Gap Inc. said Thursday that its total sales fell 18% in the last four years, as e-commerce revenue rose 95% from a year ago, but those gains were offset by a 48% drop in retail sales in the coronavirus pandemic .
It swung to a net loss from a year ago because the lower sales combined with additional shipping costs for all those online orders weighed on profit.
Their shares jumped more than 6% in trading after hours.
Here’s how Gap performed in its fiscal second quarter compared to what analysts expected, based on data from Refinitiv:
- Loss per share: 17 cents against an expected loss of 41 cents
- Revenue: $ 3.28 billion versus $ 2.91 billion expected
For the period ending August 1, Gap posted a loss of $ 62 million, or 17 cents per share, a year ago, compared to net income of $ 168 million, or 44 cents a share. That came in better than the 41 cents per share loss predicted by analysts, based on a Refinitiv poll.
Sales fell about 18% to $ 3.28 billion from $ 4 billion a year ago, and analysts expected expectations for $ 2.91 million.
The retailer, which also owns Old Navy and Banana Republic, doubled its e-commerce business in the fourth quarter, said Chief Executive Sonia Syngal, when customers have a base on tees, training shorts and pajama sets. Gap has also sold face masks to protect against Covid-19 – to individual consumers and in bulk to other companies – which is expected to contribute to sales.
Same-store sales, which track sales online and open stores for at least 12 months, were up 13%, the company said, driven by the power of its online business. However, the 13% figure only accounts for the days that Gap stores were physically open for business during the quarter. Gap said it added 3.5 million new digital customers during the period.
Sales at its namesake Gap were down 28%, consisting of a 75% increase online and a 55% drop in stores.
At Old Navy, which is one of Gap’s strongest performing brands of recent times, sales fell by a total of 5%, consisting of 136% growth online and a 36% drop in stores. Gap said its Old Navy stores, located away from shopping malls, perform better than others because they reopen, “and remain an advantage.”
Banana Republic sales fell 52%, consisting of a jump of 26% online and a 71% in stores. This brand, which focuses on offering clothing for men and women to work in, has been at a disadvantage in the pandemic, Gap said. It said it is still working to shift the inventory of Banana Republic to offer more casual fashion.

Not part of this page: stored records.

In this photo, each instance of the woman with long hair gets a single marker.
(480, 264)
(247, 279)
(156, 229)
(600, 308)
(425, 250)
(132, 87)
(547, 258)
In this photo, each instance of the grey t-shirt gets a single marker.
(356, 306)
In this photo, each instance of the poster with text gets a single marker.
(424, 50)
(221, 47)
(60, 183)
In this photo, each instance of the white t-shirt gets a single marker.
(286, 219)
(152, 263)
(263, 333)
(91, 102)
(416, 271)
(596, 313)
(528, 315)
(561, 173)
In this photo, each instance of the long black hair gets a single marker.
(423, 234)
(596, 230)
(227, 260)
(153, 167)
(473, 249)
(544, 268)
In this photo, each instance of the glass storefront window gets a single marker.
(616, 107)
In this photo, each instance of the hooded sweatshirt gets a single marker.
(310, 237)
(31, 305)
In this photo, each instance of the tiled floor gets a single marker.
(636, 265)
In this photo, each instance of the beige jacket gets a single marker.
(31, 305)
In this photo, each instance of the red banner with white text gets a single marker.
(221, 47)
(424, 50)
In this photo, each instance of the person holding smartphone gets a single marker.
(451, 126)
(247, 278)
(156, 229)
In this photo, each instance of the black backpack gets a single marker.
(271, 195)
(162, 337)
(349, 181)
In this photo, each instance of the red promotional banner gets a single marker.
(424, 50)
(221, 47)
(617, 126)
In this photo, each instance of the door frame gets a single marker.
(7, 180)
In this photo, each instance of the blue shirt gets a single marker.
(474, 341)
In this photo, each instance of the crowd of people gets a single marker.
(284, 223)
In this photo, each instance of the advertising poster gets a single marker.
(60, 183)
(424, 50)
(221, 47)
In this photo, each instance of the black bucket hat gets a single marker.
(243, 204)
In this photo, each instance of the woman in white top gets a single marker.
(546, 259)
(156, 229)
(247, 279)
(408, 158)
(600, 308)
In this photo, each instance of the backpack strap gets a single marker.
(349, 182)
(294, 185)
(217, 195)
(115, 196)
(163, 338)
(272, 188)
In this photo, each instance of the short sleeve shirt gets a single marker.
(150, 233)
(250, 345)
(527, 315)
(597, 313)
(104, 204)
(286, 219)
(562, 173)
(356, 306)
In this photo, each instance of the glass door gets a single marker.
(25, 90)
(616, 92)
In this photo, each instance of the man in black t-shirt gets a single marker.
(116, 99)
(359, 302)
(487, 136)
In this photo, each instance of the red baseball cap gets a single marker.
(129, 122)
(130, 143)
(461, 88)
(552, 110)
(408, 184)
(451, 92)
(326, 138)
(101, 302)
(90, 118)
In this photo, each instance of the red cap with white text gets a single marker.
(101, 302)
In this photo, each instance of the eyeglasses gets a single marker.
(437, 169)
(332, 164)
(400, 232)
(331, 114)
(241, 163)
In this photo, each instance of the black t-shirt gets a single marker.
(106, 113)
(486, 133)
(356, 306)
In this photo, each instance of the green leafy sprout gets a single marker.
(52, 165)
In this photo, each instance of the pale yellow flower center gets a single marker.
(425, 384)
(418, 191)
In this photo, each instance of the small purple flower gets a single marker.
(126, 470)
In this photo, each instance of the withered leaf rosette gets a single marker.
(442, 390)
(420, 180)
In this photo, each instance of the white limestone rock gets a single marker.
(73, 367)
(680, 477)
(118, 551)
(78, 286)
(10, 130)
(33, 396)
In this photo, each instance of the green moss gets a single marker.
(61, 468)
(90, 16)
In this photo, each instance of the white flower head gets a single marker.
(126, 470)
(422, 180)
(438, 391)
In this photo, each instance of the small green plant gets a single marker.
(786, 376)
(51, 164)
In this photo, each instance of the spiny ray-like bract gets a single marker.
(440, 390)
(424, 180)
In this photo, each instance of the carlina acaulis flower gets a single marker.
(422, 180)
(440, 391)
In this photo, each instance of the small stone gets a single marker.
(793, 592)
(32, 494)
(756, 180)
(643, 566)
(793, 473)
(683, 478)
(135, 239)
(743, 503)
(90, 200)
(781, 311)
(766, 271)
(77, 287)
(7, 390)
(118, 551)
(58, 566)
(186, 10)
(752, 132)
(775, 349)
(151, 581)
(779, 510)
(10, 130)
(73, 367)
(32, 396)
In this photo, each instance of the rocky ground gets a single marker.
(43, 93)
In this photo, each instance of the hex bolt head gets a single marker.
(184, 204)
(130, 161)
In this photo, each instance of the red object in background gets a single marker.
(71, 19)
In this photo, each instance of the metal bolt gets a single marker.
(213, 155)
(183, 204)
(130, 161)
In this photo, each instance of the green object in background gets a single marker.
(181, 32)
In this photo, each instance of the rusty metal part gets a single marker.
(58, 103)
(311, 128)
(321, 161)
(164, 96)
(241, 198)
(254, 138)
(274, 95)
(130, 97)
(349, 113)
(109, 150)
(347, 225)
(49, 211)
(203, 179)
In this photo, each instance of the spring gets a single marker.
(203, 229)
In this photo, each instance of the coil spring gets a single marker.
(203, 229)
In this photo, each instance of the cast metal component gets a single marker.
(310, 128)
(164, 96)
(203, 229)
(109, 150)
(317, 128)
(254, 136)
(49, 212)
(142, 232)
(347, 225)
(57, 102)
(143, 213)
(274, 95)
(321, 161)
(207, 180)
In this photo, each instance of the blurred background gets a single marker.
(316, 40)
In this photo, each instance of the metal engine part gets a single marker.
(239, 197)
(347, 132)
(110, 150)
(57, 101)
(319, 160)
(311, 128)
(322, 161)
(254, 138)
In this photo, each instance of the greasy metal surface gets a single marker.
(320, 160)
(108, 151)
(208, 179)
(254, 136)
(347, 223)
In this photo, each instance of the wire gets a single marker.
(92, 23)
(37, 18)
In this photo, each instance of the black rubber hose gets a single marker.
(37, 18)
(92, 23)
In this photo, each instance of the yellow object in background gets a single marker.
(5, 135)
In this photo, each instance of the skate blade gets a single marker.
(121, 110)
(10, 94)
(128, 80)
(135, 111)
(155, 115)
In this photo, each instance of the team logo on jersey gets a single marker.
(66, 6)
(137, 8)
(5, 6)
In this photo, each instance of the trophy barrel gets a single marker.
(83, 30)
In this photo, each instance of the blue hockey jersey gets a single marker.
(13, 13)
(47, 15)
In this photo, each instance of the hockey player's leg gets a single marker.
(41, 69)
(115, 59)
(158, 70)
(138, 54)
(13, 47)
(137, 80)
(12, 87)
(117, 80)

Within Athleta – Gap’s athletic clothing brand for women that competes with likes of Lululemon and Nike – sales increased by 6%, making Athleta the only division within Gap Inc. was to increase total revenue. Athleta’s online sales increased by 74%, while sales sales were 45%.
Gap ended the quarter with $ 2.2 billion in cash and equivalents on its balance sheet, adding that it is in a “solid financial position to navigate the ongoing pandemic and continue investing in its business.”
It said it recently secured a $ 1.87 billion asset-based revolving credit facility, replacing its previous $ 500 million unsecured revolving credit facility, which it has yet to borrow from and does not expect to access this fiscal year.
However, the company does not currently offer a forecast for 2020, due to the uncertainty of the global pandemic.
As of Thursday, the market shares are down less than 1% year-on-year. It has a market cap of $ 6.5 billion.
Find here the full press release of Gap’s earnings.
This story is developed. Please check for updates.